The Drama of the World Deserves Witnesses
Podróżowanie, by rozwinąć własny
sposób widzenia
Jesteśmy w centrum wydarzeń – nawet po niemal sześciu dekadach od dnia zrobienia zdjęcia. Joel Meyerowitz uchwycił dramatyczny moment na ulicach Paryża latem 1967 roku, który porusza nas do dziś: scena rozgrywa się na stacji metra Chaussée d'Antin, na skrzyżowaniu ruchliwego Boulevard Haussmann i Rue La Fayette. Młody mężczyzna w garniturze i krawacie leży na plecach z wyciągniętymi rękoma przy wyjściu ze stacji metra. Łańcuchy barierek przy wejściu ocierają się o jego białą koszulę, wygląda, jakby właśnie upadł. Wszystko wydaje się zamrożone – przechodnie i handlarze zatrzymali się, patrzą pytająco, zaciekawieni, wydają się zakłopotani, w tle widać tworzący się korek uliczny.
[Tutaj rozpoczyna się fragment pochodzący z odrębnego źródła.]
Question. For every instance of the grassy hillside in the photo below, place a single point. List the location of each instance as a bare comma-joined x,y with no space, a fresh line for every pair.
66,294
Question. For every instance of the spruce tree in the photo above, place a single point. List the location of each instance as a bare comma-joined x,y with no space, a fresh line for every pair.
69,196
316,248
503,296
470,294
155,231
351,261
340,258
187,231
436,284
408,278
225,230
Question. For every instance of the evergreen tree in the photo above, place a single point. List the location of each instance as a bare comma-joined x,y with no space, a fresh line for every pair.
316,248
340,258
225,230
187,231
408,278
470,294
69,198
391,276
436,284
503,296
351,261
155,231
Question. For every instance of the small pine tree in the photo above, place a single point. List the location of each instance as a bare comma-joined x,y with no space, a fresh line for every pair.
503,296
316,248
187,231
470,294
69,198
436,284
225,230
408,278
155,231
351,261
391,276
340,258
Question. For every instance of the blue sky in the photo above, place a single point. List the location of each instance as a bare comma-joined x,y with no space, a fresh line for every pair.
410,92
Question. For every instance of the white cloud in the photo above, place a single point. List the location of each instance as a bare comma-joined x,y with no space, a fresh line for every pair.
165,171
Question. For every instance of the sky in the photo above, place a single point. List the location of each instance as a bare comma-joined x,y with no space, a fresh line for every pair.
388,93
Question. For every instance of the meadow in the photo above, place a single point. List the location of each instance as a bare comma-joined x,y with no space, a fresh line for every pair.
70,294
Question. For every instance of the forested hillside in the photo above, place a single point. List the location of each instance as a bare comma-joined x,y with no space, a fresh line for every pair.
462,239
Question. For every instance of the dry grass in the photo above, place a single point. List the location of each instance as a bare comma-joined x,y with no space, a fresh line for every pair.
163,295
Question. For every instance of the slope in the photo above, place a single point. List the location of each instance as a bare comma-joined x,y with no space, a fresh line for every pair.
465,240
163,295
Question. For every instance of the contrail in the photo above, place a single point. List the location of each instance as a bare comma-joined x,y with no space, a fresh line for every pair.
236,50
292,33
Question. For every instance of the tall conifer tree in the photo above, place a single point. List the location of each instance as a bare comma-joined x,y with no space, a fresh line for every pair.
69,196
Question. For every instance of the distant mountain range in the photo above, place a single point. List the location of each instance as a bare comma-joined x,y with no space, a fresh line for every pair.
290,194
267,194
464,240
Meyerowitz uchwycił ten moment wysokiego, emocjonalnego napięcia i złożonych wydarzeń aparatem Leica M2 i na kolorowym filmie. Motyw staje jeszcze bardziej enigmatyczny przez osobę znajdującą się w centrum zdjęcia: robotnik z młotkiem przeciska się między wznoszącym się masztem w stylu secesyjnym przy wejściu do metra a metalowymi łańcuchami barierek, chcąc obojętnie przejść nad leżącym na ziemi mężczyzną. Współczucie, ale także dziwne połączenie między robotnikiem z młotkiem a leżącym mężczyzną, jakie spostrzega każda osoba oglądająca fotografię, decydują o dramatyzmie zdjęcia, który można odczuć do dziś. Meyerowitz uchwycił ten moment odruchowo i wyciągnął na podstawie niego znacznie więcej wniosków: „Co jest większym dramatem życia w mieście – fikcyjne spotkanie się dwóch postaci, które jest tu sugerowane, czy obojętność jednej z nich wobec drugiej, która jest tu faktem? Fotografia pozwala na takie sprzeczności w codziennym życiu, co więcej, pobudza je”.

Fotografia polega na byciu maksymalnie obecnym.
Joel Meyerowitz
Jako uważny obserwator, fotograf zaobserwował wyjątkową scenę i zatrzymał ją na wieczność z ruchliwego przepływu miejskiego życia. Doświadczenia z podróży do Europy odzwierciedlają przełomową sytuację w życiu fotografa i były decydujące dla jego przyszłej kariery: „W 1966 roku zarobiłem tyle pieniędzy, że pomyślałem, że mogę pojechać na rok do Europy i tylko fotografować. Być może to właśnie ta nieograniczona otwartość wobec życia umożliwiła mi szczerą i pełną ciekawości gotowość, by pozwolić niektórym rzeczom odejść i pójść o krok dalej. Z pewnością wpłynęła ona na mój sposób widzenia w Europie. Nigdy nie byłem szczęśliwszy i bardziej chętny, by zobaczyć świat. Znalazłem swój charakter, jeśli można tak w ogóle powiedzieć. Byłem nieustraszony, gdy chodziło o odkrywanie miejsc, grup lub sytuacji, które nigdy wcześniej nie byłyby dla mnie dostępne. Jakby noszenie aparatu dawało mi licencję na widzenie, a te bodźce dały początek małym odkryciom, na których opiera się fotografia. Wiem, że doświadczenie fotografowania w Europie zmieniło mnie i dało mi perspektywę. Tego właśnie potrzebowałem, aby odnaleźć siebie, a także po powrocie do domu zobaczyć Amerykę w inny sposób”.

Fotografia pozwoliła mi zrozumieć ten świat i moje miejsce w nim, moją filozofię sztuki i życia.